Urukagina, yaptıklarını yüceltmek bakımından, miktarlarını geriye çektiği ‘ölüm vergilerini’ sıralamayı bu nedenle önemli bulmuş olabilir. Fakat yasada yer alma gerekçeleri ne olursa olsun, bu metinde yazılanlar, tableti çok önemli bir bilgi kaynağı haline getiriyor.

Ünlü Sümerolog Bay Kramer, tarihteki ‘ilk vergi indirimi’ne örnek olarak Urukagina yasasının bu bölümünü göstermekteydi. Ona göre Urukagina, ‘bir ölü mezara konduğunda’ verilmesi gereken ağır ‘diyetleri’ azaltmıştı!

Böylesine önemli bir konudan Bay Kramer’in çıkardığı sonuç , ‘ölüm bile vergi yükümlülüklerinden kurtuluş sağlamıyordu’ biçiminde genel vargıdır. O, burada ölüm ve cenaze kültü özel konusunun hayli uzağındadır ve sansasyonel, bir çok halde de gerçek dışı aktarımla sunduğu, ‘ilk’ler yaratma amacı ötesine geçmez.

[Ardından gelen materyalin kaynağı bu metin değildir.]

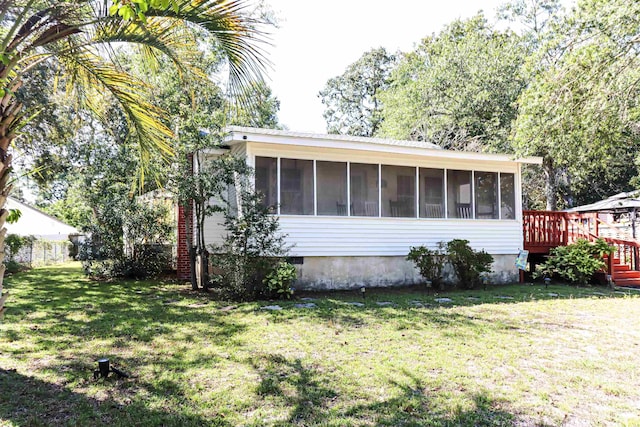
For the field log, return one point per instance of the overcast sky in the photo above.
(318, 39)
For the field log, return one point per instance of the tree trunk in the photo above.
(551, 183)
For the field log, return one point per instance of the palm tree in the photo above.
(79, 38)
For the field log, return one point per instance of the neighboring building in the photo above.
(352, 207)
(34, 222)
(52, 235)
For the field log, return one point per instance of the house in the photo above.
(51, 235)
(34, 222)
(352, 207)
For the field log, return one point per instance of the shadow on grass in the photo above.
(417, 405)
(304, 392)
(32, 402)
(294, 385)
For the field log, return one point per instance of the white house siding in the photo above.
(344, 252)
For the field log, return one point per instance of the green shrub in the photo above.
(429, 262)
(252, 248)
(278, 282)
(576, 262)
(467, 263)
(13, 244)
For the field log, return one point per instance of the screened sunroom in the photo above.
(352, 207)
(318, 187)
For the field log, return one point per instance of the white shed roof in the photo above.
(238, 134)
(34, 222)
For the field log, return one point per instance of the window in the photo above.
(364, 189)
(459, 194)
(398, 191)
(431, 193)
(267, 181)
(332, 188)
(296, 187)
(486, 192)
(507, 196)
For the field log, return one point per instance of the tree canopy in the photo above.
(352, 100)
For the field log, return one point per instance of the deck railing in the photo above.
(544, 230)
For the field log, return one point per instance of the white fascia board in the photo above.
(310, 140)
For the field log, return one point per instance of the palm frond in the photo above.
(238, 34)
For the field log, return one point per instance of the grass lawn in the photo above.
(514, 355)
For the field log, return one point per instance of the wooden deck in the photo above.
(545, 230)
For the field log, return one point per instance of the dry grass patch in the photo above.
(516, 355)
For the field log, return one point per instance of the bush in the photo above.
(429, 262)
(279, 280)
(13, 244)
(467, 263)
(576, 262)
(251, 250)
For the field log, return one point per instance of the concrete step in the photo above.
(621, 267)
(628, 282)
(632, 274)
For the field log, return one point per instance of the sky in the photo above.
(317, 40)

Bununla birlikte ünlü Sümerolog, ‘ölüm diyetleri’nden ‘vergi’ olarak bahsetmekle doğru yapmıştır. Gerçekten de ölü sahiplerinin, ölü ruhuna hasrettiklerini düşündükleri bütün ziyafet törenleri, özünde, eski toplumda, ölü bedene sahip olabilme karşılığı olarak ‘ötekilere’ ödenmek zorunda kalınan bir çeşit ‘vergi’ydi; üstelik ölü sunuları öylesine kesin kurallarla belirlenmiştir ki binlerce yıl boyunca, hazırlama ve dağıtma biçimleriyle en az değişikliğe uğrayan ritüellerden biri olarak kalmıştır.

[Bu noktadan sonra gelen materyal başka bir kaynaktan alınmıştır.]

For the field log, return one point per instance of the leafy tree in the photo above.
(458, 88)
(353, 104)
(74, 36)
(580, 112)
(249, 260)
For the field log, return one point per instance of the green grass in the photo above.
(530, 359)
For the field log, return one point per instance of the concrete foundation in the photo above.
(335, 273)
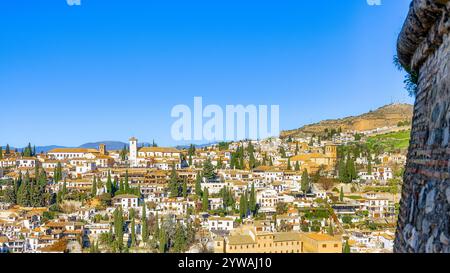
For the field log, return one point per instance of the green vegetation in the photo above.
(390, 142)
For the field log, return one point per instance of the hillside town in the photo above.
(334, 192)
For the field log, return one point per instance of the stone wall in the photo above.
(424, 48)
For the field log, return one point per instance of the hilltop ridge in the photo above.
(388, 115)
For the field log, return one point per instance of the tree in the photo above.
(208, 170)
(58, 173)
(126, 183)
(198, 185)
(346, 247)
(180, 239)
(252, 200)
(305, 181)
(351, 170)
(281, 208)
(109, 185)
(118, 228)
(174, 186)
(162, 239)
(23, 194)
(184, 188)
(94, 187)
(205, 200)
(133, 228)
(144, 231)
(326, 183)
(243, 206)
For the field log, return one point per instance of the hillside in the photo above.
(389, 115)
(390, 142)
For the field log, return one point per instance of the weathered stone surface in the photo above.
(424, 48)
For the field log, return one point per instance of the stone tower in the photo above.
(424, 50)
(133, 151)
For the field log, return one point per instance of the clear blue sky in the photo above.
(108, 70)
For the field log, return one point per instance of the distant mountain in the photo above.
(110, 145)
(389, 115)
(39, 149)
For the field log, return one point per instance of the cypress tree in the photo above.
(346, 247)
(184, 188)
(118, 227)
(253, 200)
(198, 186)
(94, 187)
(162, 240)
(133, 228)
(205, 200)
(109, 186)
(297, 166)
(121, 187)
(144, 223)
(180, 239)
(126, 185)
(305, 181)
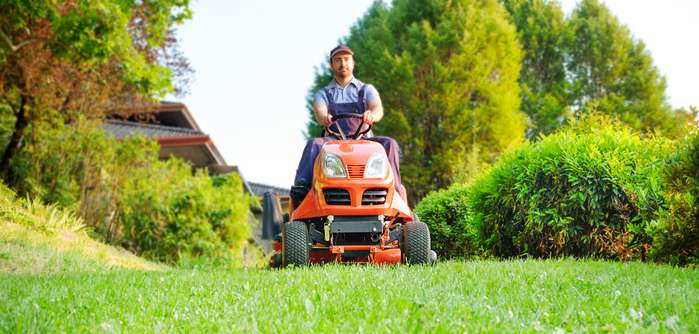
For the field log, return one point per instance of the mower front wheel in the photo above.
(295, 243)
(416, 243)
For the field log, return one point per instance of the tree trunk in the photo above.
(15, 144)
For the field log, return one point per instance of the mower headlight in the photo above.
(333, 167)
(377, 166)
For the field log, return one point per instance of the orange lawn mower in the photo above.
(352, 213)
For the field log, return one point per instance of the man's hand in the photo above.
(368, 118)
(326, 120)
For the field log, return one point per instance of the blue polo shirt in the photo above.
(349, 93)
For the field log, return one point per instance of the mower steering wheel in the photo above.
(341, 134)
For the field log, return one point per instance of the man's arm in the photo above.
(374, 111)
(320, 110)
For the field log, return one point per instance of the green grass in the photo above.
(25, 249)
(490, 296)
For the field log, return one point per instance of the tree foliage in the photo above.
(595, 188)
(614, 73)
(447, 72)
(587, 63)
(128, 197)
(542, 31)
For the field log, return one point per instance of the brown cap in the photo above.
(339, 49)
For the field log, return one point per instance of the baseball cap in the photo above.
(340, 48)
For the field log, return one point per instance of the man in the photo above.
(345, 94)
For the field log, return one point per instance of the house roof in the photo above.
(121, 129)
(166, 113)
(177, 134)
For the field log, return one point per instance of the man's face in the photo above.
(343, 64)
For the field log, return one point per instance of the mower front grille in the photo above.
(336, 196)
(355, 171)
(374, 196)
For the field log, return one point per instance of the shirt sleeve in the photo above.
(370, 93)
(320, 97)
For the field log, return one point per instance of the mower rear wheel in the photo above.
(295, 243)
(416, 243)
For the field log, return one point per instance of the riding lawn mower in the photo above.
(352, 213)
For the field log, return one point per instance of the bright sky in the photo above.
(255, 61)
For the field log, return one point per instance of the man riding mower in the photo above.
(353, 212)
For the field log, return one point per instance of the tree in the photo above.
(613, 73)
(542, 31)
(447, 72)
(61, 59)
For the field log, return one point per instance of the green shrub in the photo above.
(676, 239)
(168, 213)
(446, 212)
(593, 189)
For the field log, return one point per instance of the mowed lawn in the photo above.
(491, 296)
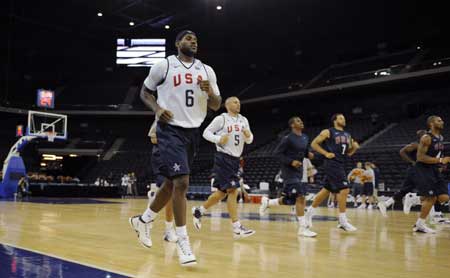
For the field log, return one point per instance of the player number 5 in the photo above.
(236, 140)
(344, 147)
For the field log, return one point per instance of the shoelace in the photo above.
(146, 229)
(244, 229)
(185, 246)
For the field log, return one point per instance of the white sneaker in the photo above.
(423, 229)
(308, 217)
(264, 205)
(242, 232)
(347, 227)
(142, 230)
(408, 202)
(196, 218)
(306, 232)
(185, 255)
(170, 236)
(439, 219)
(382, 207)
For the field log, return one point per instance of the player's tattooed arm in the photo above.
(148, 98)
(422, 149)
(316, 144)
(406, 150)
(353, 147)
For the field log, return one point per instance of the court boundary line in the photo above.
(69, 260)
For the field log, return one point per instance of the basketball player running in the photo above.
(229, 131)
(408, 153)
(158, 169)
(431, 185)
(185, 89)
(290, 151)
(337, 146)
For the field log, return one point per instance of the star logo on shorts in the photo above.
(176, 167)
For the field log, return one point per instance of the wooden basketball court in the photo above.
(98, 235)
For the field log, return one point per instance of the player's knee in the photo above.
(300, 198)
(181, 184)
(443, 198)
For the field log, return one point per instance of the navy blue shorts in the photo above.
(178, 147)
(409, 184)
(226, 169)
(293, 190)
(367, 189)
(429, 181)
(335, 178)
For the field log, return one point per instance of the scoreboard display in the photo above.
(140, 52)
(45, 99)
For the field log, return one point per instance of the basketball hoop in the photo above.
(51, 136)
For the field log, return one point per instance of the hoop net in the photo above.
(50, 135)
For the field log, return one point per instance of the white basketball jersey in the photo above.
(180, 93)
(233, 126)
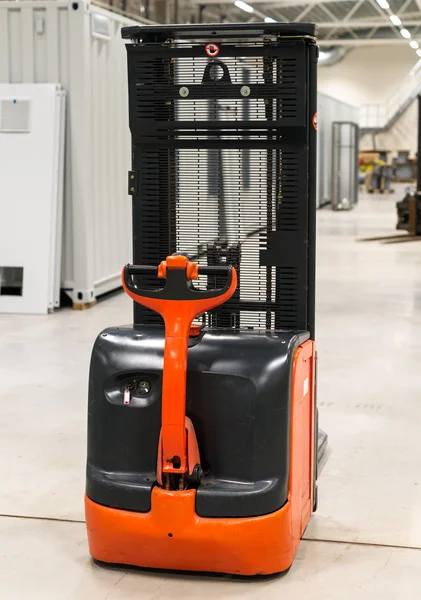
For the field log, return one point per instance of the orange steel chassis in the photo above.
(171, 535)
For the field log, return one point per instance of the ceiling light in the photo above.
(394, 18)
(244, 6)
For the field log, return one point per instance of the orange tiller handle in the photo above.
(178, 303)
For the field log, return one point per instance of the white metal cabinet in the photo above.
(79, 45)
(31, 193)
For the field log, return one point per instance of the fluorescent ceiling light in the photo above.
(394, 18)
(243, 6)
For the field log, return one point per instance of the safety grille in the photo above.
(221, 159)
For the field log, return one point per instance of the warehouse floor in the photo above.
(365, 540)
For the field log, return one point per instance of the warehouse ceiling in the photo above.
(341, 22)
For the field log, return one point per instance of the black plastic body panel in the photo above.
(238, 397)
(219, 30)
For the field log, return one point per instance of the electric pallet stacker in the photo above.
(202, 415)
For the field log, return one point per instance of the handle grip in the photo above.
(177, 286)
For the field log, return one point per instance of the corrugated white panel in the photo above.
(46, 41)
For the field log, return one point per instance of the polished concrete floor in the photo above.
(365, 540)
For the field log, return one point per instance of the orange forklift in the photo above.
(202, 418)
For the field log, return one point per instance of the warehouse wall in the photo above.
(385, 68)
(367, 75)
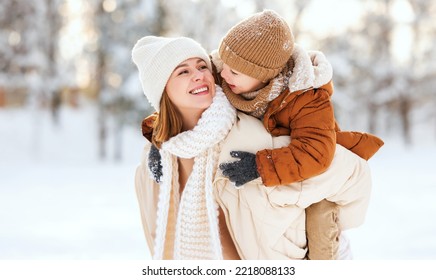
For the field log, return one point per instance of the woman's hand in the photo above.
(242, 171)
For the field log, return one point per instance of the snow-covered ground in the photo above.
(58, 201)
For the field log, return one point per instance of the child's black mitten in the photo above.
(154, 163)
(241, 171)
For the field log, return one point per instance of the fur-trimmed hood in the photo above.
(311, 69)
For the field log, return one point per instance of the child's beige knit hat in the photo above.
(258, 46)
(157, 57)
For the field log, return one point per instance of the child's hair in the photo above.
(259, 46)
(168, 122)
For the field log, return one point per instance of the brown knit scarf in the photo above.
(255, 103)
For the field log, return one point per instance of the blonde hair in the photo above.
(168, 122)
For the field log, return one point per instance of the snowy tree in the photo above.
(119, 24)
(383, 65)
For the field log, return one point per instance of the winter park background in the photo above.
(71, 105)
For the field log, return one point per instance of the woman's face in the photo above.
(240, 83)
(191, 86)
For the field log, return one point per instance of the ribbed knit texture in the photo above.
(258, 46)
(197, 231)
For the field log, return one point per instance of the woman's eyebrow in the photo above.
(185, 64)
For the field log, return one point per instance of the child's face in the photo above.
(240, 83)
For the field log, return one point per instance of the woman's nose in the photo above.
(198, 75)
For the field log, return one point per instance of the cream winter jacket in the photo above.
(269, 222)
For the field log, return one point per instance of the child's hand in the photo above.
(154, 163)
(241, 171)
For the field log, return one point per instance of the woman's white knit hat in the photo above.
(157, 57)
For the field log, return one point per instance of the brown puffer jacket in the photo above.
(307, 116)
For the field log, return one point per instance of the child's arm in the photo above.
(313, 141)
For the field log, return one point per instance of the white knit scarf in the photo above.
(197, 231)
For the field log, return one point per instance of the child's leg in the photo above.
(322, 230)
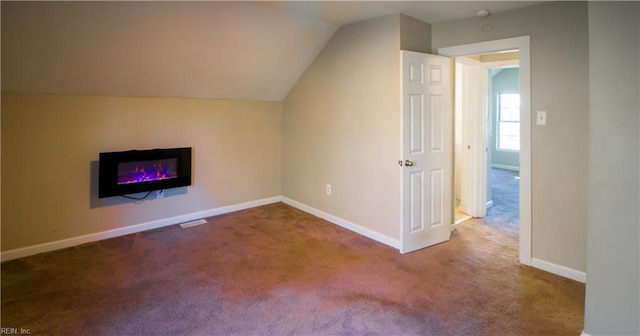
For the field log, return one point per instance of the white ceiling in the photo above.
(223, 49)
(344, 12)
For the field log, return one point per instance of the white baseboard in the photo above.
(499, 166)
(344, 223)
(559, 270)
(69, 242)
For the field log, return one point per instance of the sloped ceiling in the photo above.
(224, 49)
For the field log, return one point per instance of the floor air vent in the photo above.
(193, 223)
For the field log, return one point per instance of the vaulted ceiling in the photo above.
(224, 49)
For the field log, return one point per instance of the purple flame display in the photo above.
(143, 171)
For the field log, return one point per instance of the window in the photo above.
(508, 121)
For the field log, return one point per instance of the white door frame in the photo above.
(521, 43)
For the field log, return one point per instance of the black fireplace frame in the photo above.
(108, 171)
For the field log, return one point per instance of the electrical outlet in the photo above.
(541, 118)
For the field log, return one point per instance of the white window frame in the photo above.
(498, 121)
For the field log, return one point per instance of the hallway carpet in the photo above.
(505, 193)
(275, 270)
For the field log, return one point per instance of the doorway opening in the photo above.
(487, 140)
(480, 156)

Urukagina yasasında ‘ölmek’ kelimesi için kullanılan kavram; ‘mezarda yatan, uyuyan adam’ biçimindedir ve bu yönüyle, o dönemlerde oldukça sık ele alınmaya başlanmış olan miras konusunun geçtiği yerlerde ‘ölen’ yerine, genel olarak, ‘kaderine giden’ gibi kelimeleri tercih eden öteki, eski yasalarla uyum içindedir.

Ölmek sözcüğü, anlaşılıyor ki eski toplumda, etkileri günümüze değin uzanacak olan, tabu kelimelerden biridir ve ölmek fiili, genellikle, ‘yitirmek’, ‘kayıp’, ‘yolcu etmek’, ‘kaderine, sonsuza gitmek’, ‘sonsuz uykuya yatmak’ vb. şeklinde ifade etme yoluna gidilir. Yasanın ilk ‘vergisi’nin, yatak ve yastık gibi uyumak ile ilgili nesnelerden seçilmiş olması da bu noktayla ilişkilidir. Sümer yeraltı kraliyet saray mezarlarının iç düzenlenişi, ölümü uyumak olarak gösteren o dönem yaklaşımını tam olarak ortaya sermektedir.

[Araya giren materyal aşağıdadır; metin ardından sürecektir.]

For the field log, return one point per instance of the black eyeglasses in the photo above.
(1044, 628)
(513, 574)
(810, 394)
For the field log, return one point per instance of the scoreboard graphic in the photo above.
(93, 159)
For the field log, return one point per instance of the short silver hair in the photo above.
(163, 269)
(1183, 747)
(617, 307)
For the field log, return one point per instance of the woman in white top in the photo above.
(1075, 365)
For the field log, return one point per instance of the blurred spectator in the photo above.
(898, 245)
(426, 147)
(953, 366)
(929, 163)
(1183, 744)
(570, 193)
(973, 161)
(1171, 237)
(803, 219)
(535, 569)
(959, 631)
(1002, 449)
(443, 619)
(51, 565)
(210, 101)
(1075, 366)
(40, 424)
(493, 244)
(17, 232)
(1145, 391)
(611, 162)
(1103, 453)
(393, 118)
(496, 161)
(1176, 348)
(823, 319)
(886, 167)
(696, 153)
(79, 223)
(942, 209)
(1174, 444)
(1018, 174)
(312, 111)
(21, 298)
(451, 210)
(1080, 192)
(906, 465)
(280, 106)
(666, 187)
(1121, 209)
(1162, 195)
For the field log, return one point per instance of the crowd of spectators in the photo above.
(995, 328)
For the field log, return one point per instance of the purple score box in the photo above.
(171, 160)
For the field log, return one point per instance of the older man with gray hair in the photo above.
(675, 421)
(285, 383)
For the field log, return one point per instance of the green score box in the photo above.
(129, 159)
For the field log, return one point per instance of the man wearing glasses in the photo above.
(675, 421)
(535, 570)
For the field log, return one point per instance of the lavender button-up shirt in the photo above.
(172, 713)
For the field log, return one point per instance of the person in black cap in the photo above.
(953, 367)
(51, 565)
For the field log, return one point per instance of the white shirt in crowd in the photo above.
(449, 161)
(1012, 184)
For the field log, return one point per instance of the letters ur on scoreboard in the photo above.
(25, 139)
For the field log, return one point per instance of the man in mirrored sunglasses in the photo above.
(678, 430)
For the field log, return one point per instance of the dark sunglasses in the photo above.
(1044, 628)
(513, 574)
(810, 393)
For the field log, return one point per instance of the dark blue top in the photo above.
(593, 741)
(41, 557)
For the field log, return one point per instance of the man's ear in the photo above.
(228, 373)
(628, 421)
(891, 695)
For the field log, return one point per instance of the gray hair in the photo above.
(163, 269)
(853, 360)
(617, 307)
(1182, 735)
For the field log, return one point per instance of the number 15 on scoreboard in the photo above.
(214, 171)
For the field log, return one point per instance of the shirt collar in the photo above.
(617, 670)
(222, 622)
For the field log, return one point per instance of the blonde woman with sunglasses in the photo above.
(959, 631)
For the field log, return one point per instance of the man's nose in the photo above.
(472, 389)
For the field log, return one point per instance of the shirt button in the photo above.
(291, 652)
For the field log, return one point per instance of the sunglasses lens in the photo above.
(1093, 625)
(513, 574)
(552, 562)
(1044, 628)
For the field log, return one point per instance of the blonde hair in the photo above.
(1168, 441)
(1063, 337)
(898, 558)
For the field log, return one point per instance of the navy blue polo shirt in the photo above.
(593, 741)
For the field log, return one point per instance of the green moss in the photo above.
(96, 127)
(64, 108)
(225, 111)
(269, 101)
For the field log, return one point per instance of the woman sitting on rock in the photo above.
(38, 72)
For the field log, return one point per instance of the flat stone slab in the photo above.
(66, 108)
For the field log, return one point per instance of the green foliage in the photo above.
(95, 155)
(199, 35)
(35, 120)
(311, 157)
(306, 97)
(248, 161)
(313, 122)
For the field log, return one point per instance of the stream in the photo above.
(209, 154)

Urukagina yasasında, ‘vergiler’ iki farklı duruma göre saptanmaktadır: ‘mezarda yatan adam’ ve ‘yatan adam’ için! Böylece iki ayrı ritüel alanı ortaya çıkar: Bireyin ölüm anından mezara konuluncaya değin geçen dönem, ilk yas dönemi, daha ağırlıkla ve ayrıntılı olarak ele alınmış olduğuna göre defin işleminin, daha az törensel olduğunu ve kısa sürdüğünü düşündürmektedir.

Yasada, ‘vergi yükümlüsü’ yani ‘ölü sahibi’ olanlar, Sümerolog Kadriye Yalvaç ve Mebrure Tosun tarafından da Uh-mus ve lu-dim-ma olarak okunmuştur. Yükümlülüğü daha ağır görünen Uh-mus olmakla birlikte, yükümlülük taşıma bakımından, Ludimma da Uh-mus ile birlikte birinci derecede ‘ölü sahibi’ görülmektedir.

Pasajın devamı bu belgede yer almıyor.